CodeVisionary

November 2, 2025 · View on GitHub

An agent-based evaluation framework for complex code generation.

Framework Demonstration

Below is a video demonstrating the main functionalities of the prototype. Click on the thumbnail to watch the demonstration, which showcases key features and the overall workflow of the framework in action.

https://github.com/user-attachments/assets/78948dad-8367-4df5-9eb8-9b64ca639f6f

Features

Two-Stage Framework

Requirement-guided multi-dimensional context distillation

Collecting contextual information based on the stepwise evaluation plan.
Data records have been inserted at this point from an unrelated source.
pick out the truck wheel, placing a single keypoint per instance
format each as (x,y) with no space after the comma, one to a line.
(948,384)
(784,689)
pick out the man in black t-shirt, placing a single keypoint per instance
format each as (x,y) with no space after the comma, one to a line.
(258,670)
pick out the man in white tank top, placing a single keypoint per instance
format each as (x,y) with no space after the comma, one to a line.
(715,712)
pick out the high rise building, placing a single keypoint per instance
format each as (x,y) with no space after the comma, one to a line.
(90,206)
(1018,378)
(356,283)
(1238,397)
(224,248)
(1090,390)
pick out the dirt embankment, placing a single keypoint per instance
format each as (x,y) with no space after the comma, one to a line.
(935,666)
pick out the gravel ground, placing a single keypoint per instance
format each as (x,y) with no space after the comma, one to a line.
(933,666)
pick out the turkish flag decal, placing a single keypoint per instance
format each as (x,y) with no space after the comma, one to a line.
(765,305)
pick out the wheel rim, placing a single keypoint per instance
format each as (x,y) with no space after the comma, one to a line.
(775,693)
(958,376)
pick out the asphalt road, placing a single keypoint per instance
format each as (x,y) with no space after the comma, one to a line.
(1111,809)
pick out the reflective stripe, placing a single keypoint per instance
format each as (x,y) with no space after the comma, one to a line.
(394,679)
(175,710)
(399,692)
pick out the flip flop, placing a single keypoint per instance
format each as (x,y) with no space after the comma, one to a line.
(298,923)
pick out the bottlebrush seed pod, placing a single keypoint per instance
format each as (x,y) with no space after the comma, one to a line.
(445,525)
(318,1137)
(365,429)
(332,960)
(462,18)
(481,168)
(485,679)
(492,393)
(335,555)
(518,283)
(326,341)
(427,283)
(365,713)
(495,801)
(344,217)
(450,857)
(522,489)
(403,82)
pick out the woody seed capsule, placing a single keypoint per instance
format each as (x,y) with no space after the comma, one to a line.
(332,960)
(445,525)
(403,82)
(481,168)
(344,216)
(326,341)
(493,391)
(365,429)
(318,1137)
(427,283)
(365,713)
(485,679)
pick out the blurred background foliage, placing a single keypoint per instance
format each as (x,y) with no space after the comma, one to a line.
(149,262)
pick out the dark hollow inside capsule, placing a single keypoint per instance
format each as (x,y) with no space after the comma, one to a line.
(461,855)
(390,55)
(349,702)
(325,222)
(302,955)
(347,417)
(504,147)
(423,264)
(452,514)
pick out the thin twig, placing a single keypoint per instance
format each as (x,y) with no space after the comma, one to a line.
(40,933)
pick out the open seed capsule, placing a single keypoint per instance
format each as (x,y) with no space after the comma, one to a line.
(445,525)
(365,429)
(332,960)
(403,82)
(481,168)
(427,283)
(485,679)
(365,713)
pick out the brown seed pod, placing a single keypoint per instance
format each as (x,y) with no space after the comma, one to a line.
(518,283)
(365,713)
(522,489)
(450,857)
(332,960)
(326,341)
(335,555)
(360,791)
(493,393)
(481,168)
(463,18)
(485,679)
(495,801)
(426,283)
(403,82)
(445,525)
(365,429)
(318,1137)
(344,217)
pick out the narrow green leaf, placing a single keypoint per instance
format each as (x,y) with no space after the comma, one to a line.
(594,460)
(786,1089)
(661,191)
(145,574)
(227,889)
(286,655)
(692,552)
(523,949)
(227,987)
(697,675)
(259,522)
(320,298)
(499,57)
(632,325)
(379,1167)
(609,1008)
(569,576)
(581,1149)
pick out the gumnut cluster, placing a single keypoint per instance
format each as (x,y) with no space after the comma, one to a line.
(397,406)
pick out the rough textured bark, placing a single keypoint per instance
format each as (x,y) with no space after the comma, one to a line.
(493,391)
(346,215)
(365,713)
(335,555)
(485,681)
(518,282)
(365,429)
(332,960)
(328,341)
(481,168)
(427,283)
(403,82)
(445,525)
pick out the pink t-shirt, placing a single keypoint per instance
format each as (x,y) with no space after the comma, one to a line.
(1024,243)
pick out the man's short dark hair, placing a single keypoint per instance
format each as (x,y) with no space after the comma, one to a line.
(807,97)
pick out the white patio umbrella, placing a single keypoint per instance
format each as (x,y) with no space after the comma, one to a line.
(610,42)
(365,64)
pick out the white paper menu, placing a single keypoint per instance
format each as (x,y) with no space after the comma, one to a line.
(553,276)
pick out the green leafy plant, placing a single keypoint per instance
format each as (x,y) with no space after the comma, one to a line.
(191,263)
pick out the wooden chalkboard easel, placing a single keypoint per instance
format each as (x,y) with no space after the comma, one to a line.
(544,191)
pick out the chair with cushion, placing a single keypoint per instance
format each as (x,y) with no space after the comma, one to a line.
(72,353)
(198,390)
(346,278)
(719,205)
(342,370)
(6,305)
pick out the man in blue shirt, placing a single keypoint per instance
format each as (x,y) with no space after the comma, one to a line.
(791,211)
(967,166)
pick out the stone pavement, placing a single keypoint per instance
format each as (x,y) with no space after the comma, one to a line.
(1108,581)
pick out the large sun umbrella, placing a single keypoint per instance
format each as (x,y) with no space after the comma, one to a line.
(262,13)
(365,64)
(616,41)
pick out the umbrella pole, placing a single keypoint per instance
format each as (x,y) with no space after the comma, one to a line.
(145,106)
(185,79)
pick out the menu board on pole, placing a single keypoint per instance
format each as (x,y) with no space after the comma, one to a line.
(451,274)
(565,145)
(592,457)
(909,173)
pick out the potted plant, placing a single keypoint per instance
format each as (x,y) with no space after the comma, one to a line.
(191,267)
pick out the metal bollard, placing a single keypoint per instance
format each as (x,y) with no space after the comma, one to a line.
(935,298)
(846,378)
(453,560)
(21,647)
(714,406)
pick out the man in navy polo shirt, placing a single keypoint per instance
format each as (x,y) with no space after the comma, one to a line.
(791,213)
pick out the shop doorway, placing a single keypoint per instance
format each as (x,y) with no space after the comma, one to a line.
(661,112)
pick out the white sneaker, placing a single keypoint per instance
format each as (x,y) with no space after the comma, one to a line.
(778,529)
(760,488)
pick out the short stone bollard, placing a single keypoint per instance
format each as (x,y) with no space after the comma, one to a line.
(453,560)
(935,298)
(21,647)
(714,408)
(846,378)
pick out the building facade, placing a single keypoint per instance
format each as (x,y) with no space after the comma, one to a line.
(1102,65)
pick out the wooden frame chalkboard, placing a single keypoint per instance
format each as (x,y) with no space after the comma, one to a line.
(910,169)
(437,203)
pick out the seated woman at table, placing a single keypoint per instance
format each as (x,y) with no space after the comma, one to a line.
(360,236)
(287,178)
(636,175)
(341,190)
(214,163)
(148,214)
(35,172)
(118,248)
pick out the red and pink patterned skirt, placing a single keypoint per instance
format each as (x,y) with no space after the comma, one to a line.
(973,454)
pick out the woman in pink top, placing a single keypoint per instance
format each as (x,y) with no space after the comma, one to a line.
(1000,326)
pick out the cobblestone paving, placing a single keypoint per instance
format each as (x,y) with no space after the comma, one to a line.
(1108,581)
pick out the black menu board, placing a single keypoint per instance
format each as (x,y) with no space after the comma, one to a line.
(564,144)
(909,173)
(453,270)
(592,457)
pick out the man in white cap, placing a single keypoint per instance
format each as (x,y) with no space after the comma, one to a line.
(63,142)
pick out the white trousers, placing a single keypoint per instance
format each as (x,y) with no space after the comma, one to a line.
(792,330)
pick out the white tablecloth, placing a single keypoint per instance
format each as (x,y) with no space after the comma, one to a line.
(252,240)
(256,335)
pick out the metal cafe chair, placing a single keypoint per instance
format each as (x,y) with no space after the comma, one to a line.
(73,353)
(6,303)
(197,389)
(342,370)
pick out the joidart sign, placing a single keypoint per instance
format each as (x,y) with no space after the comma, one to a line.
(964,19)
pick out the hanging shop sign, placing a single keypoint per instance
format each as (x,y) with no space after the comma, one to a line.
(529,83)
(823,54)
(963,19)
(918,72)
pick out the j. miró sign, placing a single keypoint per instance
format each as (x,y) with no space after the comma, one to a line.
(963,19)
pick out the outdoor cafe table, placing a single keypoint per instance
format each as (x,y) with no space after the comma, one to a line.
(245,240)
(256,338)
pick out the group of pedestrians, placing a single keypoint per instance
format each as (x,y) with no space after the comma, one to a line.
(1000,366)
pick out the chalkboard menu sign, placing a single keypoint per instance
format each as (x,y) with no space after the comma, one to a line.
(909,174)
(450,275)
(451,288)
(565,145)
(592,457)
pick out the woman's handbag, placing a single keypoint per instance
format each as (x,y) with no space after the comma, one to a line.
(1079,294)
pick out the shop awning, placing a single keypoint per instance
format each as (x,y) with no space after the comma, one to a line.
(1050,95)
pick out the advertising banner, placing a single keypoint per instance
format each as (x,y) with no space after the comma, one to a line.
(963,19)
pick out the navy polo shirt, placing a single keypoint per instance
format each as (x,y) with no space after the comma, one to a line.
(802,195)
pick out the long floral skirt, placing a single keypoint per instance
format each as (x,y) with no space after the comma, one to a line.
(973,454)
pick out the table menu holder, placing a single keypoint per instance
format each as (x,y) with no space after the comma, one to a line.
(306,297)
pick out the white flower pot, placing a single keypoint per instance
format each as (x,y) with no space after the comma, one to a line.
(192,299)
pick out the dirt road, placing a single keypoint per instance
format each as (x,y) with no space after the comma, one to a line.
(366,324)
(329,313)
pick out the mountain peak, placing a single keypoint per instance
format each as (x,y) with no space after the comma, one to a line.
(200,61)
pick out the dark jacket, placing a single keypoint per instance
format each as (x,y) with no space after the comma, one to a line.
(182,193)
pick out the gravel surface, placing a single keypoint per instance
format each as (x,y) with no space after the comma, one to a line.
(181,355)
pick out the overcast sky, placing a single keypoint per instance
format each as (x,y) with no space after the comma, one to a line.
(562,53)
Fine-grained scoring and summarization

Generating evaluation scores and reports through negotiation between multiple judges.

Detailed Evaluation Report

Provides structured evaluation reports (Markdown & PDF format) with evaluation scores, environment configuration, task requirements, stepwise evaluation results, and overall evaluation results.

Multi Tool Integration

Integrates various kinds of external tools for code evaluation, including dynamic execution, static linter, unit tests, screenshot/interaction, web browsing, and so on.

Prerequisites

Python 3.x
Docker
Git

Installation

Clone the repository:

git clone https://github.com/Eshe0922/CodeVisionary.git

Build the Docker image:

cd docker
docker build -t codevisionary.evaluate .
docker pull eshe1836316339/codevisionary:lint
docker tag eshe1836316339/codevisionary:lint codevisionary.lint

Install the required dependencies:

pip install -r requirements.txt
npm install --save-dev prettier
apt-get install pandoc
apt-get install texlive-xetex

Usage

You can execute the run.sh script with the following arguments:

SCRIPT_DIR=$(cd "$(dirname "\$0")"; pwd)
python3 main.py \
  --evaluation_path "${SCRIPT_DIR}/dataset/benchmark_test.jsonl" \
  --write_path "${SCRIPT_DIR}/experiments/test" \
  --pdf

Where:

--evaluation_path: Path to the evaluation dataset in JSONL format. This file contains the questions and responses to be evaluated.
--write_path: Directory where the evaluation results and outputs will be saved.
--pdf: (Optional) If specified, the evaluation results will also be exported as a PDF report.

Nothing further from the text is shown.